Lorre's last film for Warner was The Beast with Five Fingers (1946), a horror film in which he played a crazed astrologer who falls in love with a character played by Andrea King. Lorre's "highly over-the-top performance" had "elevated the film from minor terror to first-rate camp," according to Daniel Bubbeo of The Women of Warner Brothers.

Lorre said that his continuing friendship with Bertolt Brecht, who had been in exile in California since 1941, had led to the studio's 'graylist' him and that his Warner Bros contract was ended on May 13, 1946. At his appearance before the House Un-American Activities Committee in May 1947, Warner would be a "friendly" witness. Lorre himself was sympathetic to the short-lived committee for the First Amendment, initiated by John Huston and others, and he included his name in trade press ads in favour of the committee.

Lorre's acting career in Hollywood began to decline after World War II and the end of his Warner contract, whereupon he concentrated on radio and stage work.

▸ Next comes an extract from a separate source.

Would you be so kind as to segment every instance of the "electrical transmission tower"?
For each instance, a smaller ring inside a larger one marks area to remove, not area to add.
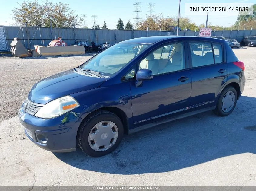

He petitioned for bankruptcy in 1949. Lorre co-wrote, directed, and starred in the film noir Der Verlorene, which was produced in Germany in the fall of 1950. According to Gerd Gemünden of Continental Strangers, 1933-1991, with the exception of Josef von Báky's Der Ruf (The Last Illusion, 1949), it is the first film by an emigrant from Germany that uses a return to the country "addressing questions of guilt and responsibility; accountability, and justice." Though it received some critical acclaim, audiences largely opposed it, and it did not do well at the box office.

Lorre made his return to the United States in February 1952, where he made a comeback as a character actor in television and film films, often parodying his "creepy" image. When he portrayed Le Chiffre in Ian Fleming's book Casino Royale in 1954, opposite Barry Nelson as an American James Bond, he became the first actor to play a James Bond villain. Lorre appeared in 20,000 Leagues Under the Sea (1954), alongside Kirk Douglas and James Mason. Lorre appeared in NBC's espionage drama Five Fingers (1959), starring David Hedison, and "The Incident of the Slavemaster" and "The Alexander Portlass Story," as Victor Laurier in Rawhide, 1960. Lorre appeared in six episodes of Playhouse 90 as well as two episodes of Alfred Hitchcock Presents in 1957 and 1960, the former being a spin on the Roald Dahl short story "Man from the South" starring Steve McQueen, Lorre and McQueen's wife Neile Adams. In the film Voyage to the Bottom of the Sea (1961), he played a supporting role.

In Lorre's last years, he appeared with Roger Corman on several low-budget films, including two of Edgar Allan Poe's: Tales of Terror (1962) with Vincent Price and Basil Rathbone, as well as Boris Karloff and Jack Nicholson. In the Jacques Tourneur-directed The Comedy of Terrors (1963), he appeared with Price, Karloff, and Rathbone.

Source

The 100 greatest classic films ever and where you can watch them right now: Veteran critic BRIAN VINER'S movies everyone should see at least once - and they don't include Marvel, Shawshank Redemption or Titanic

www.dailymail.co.uk, February 10, 2024
Here are 100 films that I believe every person should see at least once in their lifetime, and all of them should make you laugh, cry, gasp, or think. In some instances, perhaps all four are present. I hope my list would bring you some good cinematic treats, or better still, introduce you to them. Happy viewing!